Content writers and amateur web developers are often cognizant of the importance of keyword density—but many lack the knowledge needed to actually put this concept to beneficial use. One of the biggest myths about keyword density is that more is always better. But in reality, overburdening your website’s copy with key phrases will have a detrimental effect both on your reader’s experience and your search engine ranking. Keyword stuffed content obviously identifies itself as spam to both human viewers and search engine spiders. Still, you shouldn’t completely ignore keyword density. But rather than aiming for a certain percentage—such as 1 or 3 percent—you should try to work keywords into a couple strategic errors. As long as it sounds natural, of course. Focus on the following areas:
This is the text that appears as the anchor text in the search engine results pages and in the title bar on the browser window. This shouldn’t be confused with the first heading on the page—the title, for our purposes, is the text that appears in the <TITLE> tag. You should use your keyword once—and only once—in the title.

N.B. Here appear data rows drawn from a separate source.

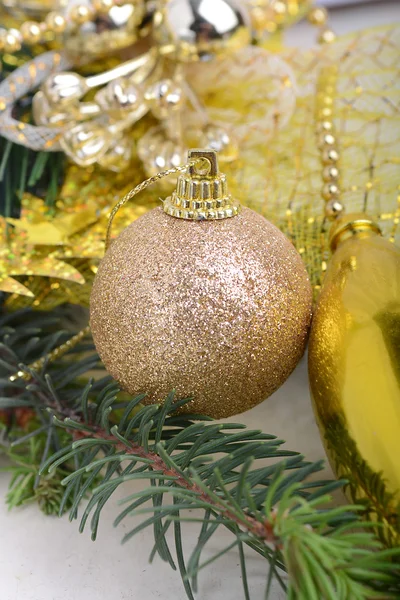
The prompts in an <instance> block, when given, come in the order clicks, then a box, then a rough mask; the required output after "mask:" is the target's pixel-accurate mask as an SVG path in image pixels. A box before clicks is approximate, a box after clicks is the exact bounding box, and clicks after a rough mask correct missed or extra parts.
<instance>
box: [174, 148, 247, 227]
mask: <svg viewBox="0 0 400 600" xmlns="http://www.w3.org/2000/svg"><path fill="white" fill-rule="evenodd" d="M239 211H240V204H239V202H237V201H236V200H233V199H232V196H231V195H230V194H229V193H228V186H227V181H226V177H225V175H224V174H223V173H220V172H219V168H218V158H217V152H216V151H215V150H190V151H189V169H188V171H187V172H186V173H185V174H183V175H180V177H179V178H178V183H177V186H176V189H175V191H174V192H173V193H172V195H171V196H169V197H168V198H167V199H166V200H165V201H164V212H166V213H167V214H168V215H170V216H171V217H176V218H178V219H188V220H191V221H214V220H220V219H227V218H229V217H234V216H236V215H237V214H239Z"/></svg>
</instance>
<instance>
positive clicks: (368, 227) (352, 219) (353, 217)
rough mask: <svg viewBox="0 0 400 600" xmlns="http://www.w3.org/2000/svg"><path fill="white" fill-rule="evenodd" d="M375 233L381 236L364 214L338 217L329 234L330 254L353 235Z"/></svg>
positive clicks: (367, 215) (368, 217)
mask: <svg viewBox="0 0 400 600" xmlns="http://www.w3.org/2000/svg"><path fill="white" fill-rule="evenodd" d="M366 233H368V234H370V233H375V234H378V235H382V232H381V230H380V227H379V225H378V224H377V223H375V222H374V221H372V220H371V219H370V217H369V216H368V215H366V214H365V213H349V214H347V215H346V214H345V215H343V216H342V217H339V218H338V219H336V221H335V222H334V224H333V226H332V228H331V231H330V233H329V243H330V247H331V250H332V252H334V251H335V250H336V248H337V247H338V245H339V244H341V243H342V242H344V240H347V239H348V238H350V237H353V236H355V235H363V234H366Z"/></svg>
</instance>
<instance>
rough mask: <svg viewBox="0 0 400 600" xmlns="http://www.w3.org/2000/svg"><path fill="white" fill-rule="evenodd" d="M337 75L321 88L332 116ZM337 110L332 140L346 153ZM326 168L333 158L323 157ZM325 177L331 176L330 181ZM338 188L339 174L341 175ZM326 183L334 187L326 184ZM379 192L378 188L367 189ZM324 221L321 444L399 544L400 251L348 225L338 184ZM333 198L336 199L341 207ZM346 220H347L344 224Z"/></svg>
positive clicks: (368, 514)
mask: <svg viewBox="0 0 400 600" xmlns="http://www.w3.org/2000/svg"><path fill="white" fill-rule="evenodd" d="M337 71H338V69H337V67H331V68H325V69H323V70H322V74H321V76H320V77H319V79H318V90H317V91H318V93H317V98H318V99H319V102H317V110H316V112H317V114H318V112H319V106H320V104H321V102H320V100H321V98H322V100H323V99H324V98H325V103H326V99H327V98H329V104H330V105H331V106H333V100H334V96H333V95H334V91H335V89H336V83H337ZM335 116H336V115H335V110H333V114H332V121H331V126H330V127H329V130H330V132H331V133H329V134H325V139H324V143H323V144H322V145H321V144H320V147H322V148H323V147H324V146H325V145H326V137H327V135H329V136H331V137H332V140H333V141H332V144H330V145H335V146H336V145H337V143H338V141H337V140H338V136H337V135H336V134H335V135H332V134H333V133H334V132H335V123H334V120H333V119H334V118H335ZM321 162H322V165H324V164H325V160H324V156H322V157H321ZM325 169H326V167H323V170H324V171H325ZM333 175H334V177H335V181H336V180H337V178H338V177H339V170H338V169H337V168H336V170H335V172H334V174H333ZM323 178H324V179H326V177H324V176H323ZM372 187H373V184H372V182H371V183H369V185H367V186H366V188H367V190H371V189H372ZM322 196H323V197H324V199H325V200H329V202H328V203H327V205H326V207H325V214H326V215H327V216H328V217H331V218H333V219H335V222H334V224H333V226H332V228H331V231H330V247H331V249H332V251H333V252H334V255H333V258H332V259H331V260H330V262H329V264H328V268H327V272H326V274H325V278H324V281H323V286H322V291H321V294H320V298H319V300H318V305H317V309H316V312H315V315H314V318H313V324H312V328H311V336H310V345H309V373H310V386H311V391H312V396H313V401H314V406H315V412H316V415H317V419H318V422H319V426H320V430H321V436H322V438H323V441H324V443H325V446H326V450H327V453H328V455H329V457H330V459H331V462H332V466H333V468H334V469H335V471H336V473H337V475H338V477H343V478H345V479H347V480H348V481H349V485H348V488H347V491H348V494H349V496H350V498H351V499H352V500H354V501H355V502H357V503H360V502H362V503H363V504H364V505H365V506H366V516H368V517H370V518H373V519H374V520H376V519H378V520H379V521H380V522H381V523H382V524H383V526H384V527H383V528H382V529H380V530H378V535H380V536H381V537H382V539H383V540H384V541H385V542H386V543H387V544H389V545H398V543H399V542H400V463H399V460H398V457H399V456H400V370H399V364H400V248H399V247H397V246H395V245H394V244H393V243H391V242H390V241H388V240H387V239H384V238H383V237H382V236H381V230H380V228H379V226H378V225H377V224H376V223H375V222H374V221H373V220H372V219H371V218H370V217H369V216H368V215H367V214H365V212H361V213H350V214H347V215H344V216H340V214H341V213H342V212H343V211H344V206H343V204H342V203H341V202H339V200H338V199H339V198H340V197H341V194H340V191H339V188H338V186H337V184H336V183H335V182H330V183H325V184H324V185H323V188H322ZM333 197H334V199H332V198H333ZM338 217H339V218H338Z"/></svg>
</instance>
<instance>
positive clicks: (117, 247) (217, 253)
mask: <svg viewBox="0 0 400 600" xmlns="http://www.w3.org/2000/svg"><path fill="white" fill-rule="evenodd" d="M221 177H224V176H219V178H221ZM216 181H217V180H216V179H214V180H213V185H211V186H210V187H212V188H213V189H214V190H215V189H218V186H219V185H220V184H221V185H222V184H223V180H222V183H221V181H219V180H218V181H217V183H216ZM187 182H189V183H192V184H193V183H196V185H197V187H200V188H201V189H203V188H202V186H203V182H204V180H202V179H201V178H198V180H197V181H196V178H195V179H194V180H193V178H192V179H191V178H190V177H189V178H188V179H186V180H185V178H184V177H181V178H180V181H178V188H177V191H178V192H179V191H181V192H182V190H183V193H184V190H185V189H186V190H187V189H188V187H190V186H187V185H186V183H187ZM205 183H208V184H209V183H210V182H209V181H205ZM185 186H186V187H185ZM193 187H194V186H193V185H192V188H191V189H192V190H193ZM222 187H223V185H222ZM202 195H203V194H202V191H200V196H202ZM212 201H213V200H208V202H212ZM219 202H220V203H221V199H220V200H219ZM197 203H198V204H201V201H199V200H198V201H197ZM183 204H184V198H182V197H179V196H178V194H176V193H175V194H173V196H172V198H169V199H167V201H166V202H165V203H164V210H163V208H156V209H154V210H152V211H150V212H148V213H146V214H145V215H143V216H142V217H141V218H139V219H138V220H136V221H134V222H133V223H132V224H131V225H130V226H129V227H127V229H125V231H123V232H122V234H120V236H119V237H118V238H117V239H116V240H115V241H114V242H113V243H112V244H111V247H110V248H109V250H108V251H107V253H106V255H105V257H104V259H103V260H102V262H101V264H100V267H99V270H98V273H97V275H96V278H95V282H94V286H93V290H92V296H91V308H90V323H91V328H92V332H93V337H94V341H95V344H96V347H97V350H98V352H99V354H100V357H101V359H102V360H103V362H104V364H105V366H106V368H107V369H108V371H109V372H110V373H111V375H112V376H113V377H114V378H115V379H116V380H117V381H118V382H119V383H120V385H121V386H122V388H123V389H124V390H126V391H128V392H130V393H131V394H137V393H139V392H146V393H147V397H146V400H145V401H146V402H147V403H154V402H162V401H163V400H164V399H165V397H166V395H167V394H168V393H169V392H171V390H173V389H175V390H176V393H177V396H178V397H180V398H188V397H191V398H193V400H192V401H191V402H190V403H189V404H188V405H187V406H186V410H187V411H190V412H196V413H202V414H206V415H209V416H212V417H215V418H221V417H228V416H230V415H234V414H237V413H240V412H243V411H245V410H248V409H249V408H251V407H252V406H255V405H256V404H258V403H259V402H262V401H263V400H265V398H267V397H268V396H269V395H270V394H272V393H273V392H274V391H275V390H276V389H277V388H278V387H279V386H280V385H282V383H283V382H284V381H285V379H286V378H287V377H288V375H289V374H290V373H291V372H292V370H293V369H294V367H295V366H296V364H297V362H298V361H299V359H300V358H301V356H302V354H303V352H304V349H305V345H306V340H307V333H308V328H309V325H310V320H311V302H312V292H311V286H310V283H309V280H308V276H307V273H306V270H305V268H304V265H303V263H302V260H301V258H300V256H299V254H298V253H297V251H296V250H295V248H294V247H293V245H292V244H291V243H290V242H289V241H288V239H287V238H286V237H285V236H284V235H283V234H282V233H281V232H280V231H279V230H278V229H277V228H276V227H275V226H274V225H272V224H271V223H269V222H268V221H267V220H266V219H265V218H264V217H262V216H261V215H259V214H257V213H255V212H253V211H252V210H250V209H248V208H243V209H242V210H241V211H240V212H239V214H237V216H231V217H230V218H224V217H225V216H227V215H231V214H235V213H236V212H238V210H239V209H238V207H237V205H236V204H235V203H233V202H232V200H231V198H230V197H229V196H228V197H227V198H225V201H224V205H225V207H226V208H225V209H224V211H221V212H220V214H219V218H217V219H216V218H214V219H211V220H207V216H206V218H205V220H195V219H196V217H197V218H198V214H192V217H190V215H189V214H187V213H185V216H186V218H187V219H188V220H185V219H183V218H175V217H171V216H170V214H175V213H174V211H176V214H178V212H177V211H178V210H180V209H178V208H176V207H177V206H182V205H183ZM166 212H169V213H170V214H166ZM183 212H184V211H182V210H181V213H183ZM191 218H192V219H193V220H190V219H191Z"/></svg>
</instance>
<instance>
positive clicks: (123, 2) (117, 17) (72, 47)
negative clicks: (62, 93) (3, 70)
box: [2, 0, 145, 61]
mask: <svg viewBox="0 0 400 600" xmlns="http://www.w3.org/2000/svg"><path fill="white" fill-rule="evenodd" d="M2 4H3V5H4V6H5V7H6V8H7V9H8V10H10V11H11V12H12V13H13V14H14V16H16V17H17V18H19V19H23V18H24V17H25V15H27V16H29V17H34V18H38V19H43V21H42V22H40V21H24V22H23V23H22V25H21V27H20V28H19V29H15V28H13V29H8V30H6V31H5V36H6V44H5V45H4V47H3V49H4V50H5V51H6V52H10V53H11V52H16V51H18V50H20V48H21V42H22V41H23V42H24V44H26V45H27V46H32V45H35V44H37V43H42V44H44V43H46V42H48V41H54V38H57V36H59V35H60V34H61V33H64V32H65V31H66V30H67V32H68V35H67V37H66V40H65V43H64V44H62V46H63V47H64V49H66V50H67V52H68V53H70V55H71V57H73V58H74V59H77V60H79V61H81V60H82V56H83V55H86V57H91V58H93V57H100V56H104V55H106V54H110V53H113V52H116V51H118V50H120V49H122V48H126V47H127V46H129V45H131V44H133V43H134V42H135V41H136V40H137V37H138V26H139V25H140V23H141V22H142V20H143V18H144V16H145V0H135V1H134V2H123V0H121V1H120V0H105V1H104V2H103V1H98V0H97V1H96V0H93V2H90V1H89V0H88V1H86V0H85V1H83V2H82V3H79V2H78V3H77V2H74V1H72V0H60V1H59V2H48V1H39V0H21V1H19V0H3V2H2ZM50 11H51V12H50ZM28 29H31V31H30V32H28ZM32 32H34V33H32ZM82 53H84V54H82Z"/></svg>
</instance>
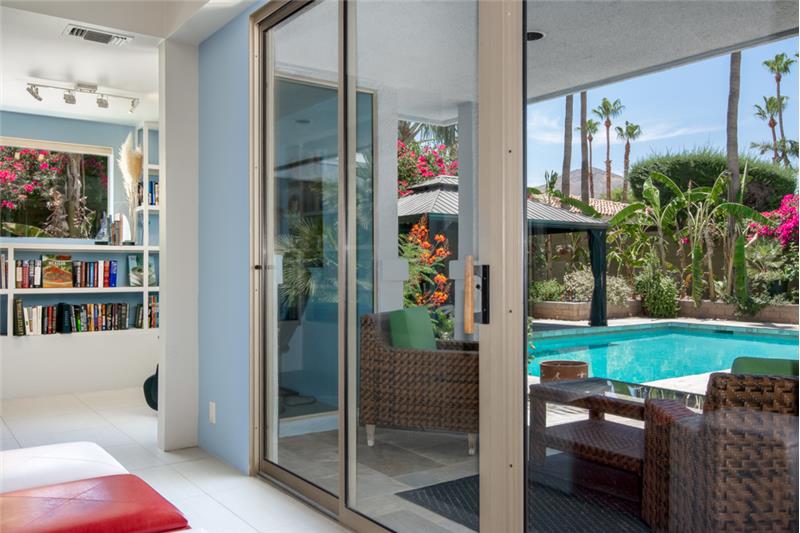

Include your keyword in the <META> tag as well, with the "DESCRIPTION” attribute. This won’t boost your ranking in Google, but most search engines will use this text as your description in results listing. Oftentimes, search terms will be bolded in the description, which helps your site stand out.
Use your keywords in an <H1> heading tag once. Avoid using more than one <H1> tag.
Include your keyword in your URL once, either as a domain, sub-domain or filename. For example, if your keyword is "helicopter pilot” and your domain is pennsylvaniahelicopterpilot.com, it won't be necessary to have your filename repeat it. Instead, get more specific—such as pennsylvaniahelicopter.com/flight-schools.html. Using your keyword more than once in your URL may be construed as spammy and lately, has not been as critical to your search engine ranking as it once was.
Try including your keyword in bold when you do use it, but do so sparingly. This is a nice visual cue and also helps search engines get a fix on your subject matter.
Use the above as rules of thumb—feel free to bend or break them when the situation demands it. In general, best practices tend to follow usability standards. If you’re unsure over whether a certain strategy will help your search engine ranking, ask yourself instead if it will make your text more readable or navigable to a human user. The ultimate goal of search engine algorithms is to replicate the judgment of a human user—so if your site is optimized for a flesh and blood reader, technology will eventually catch up.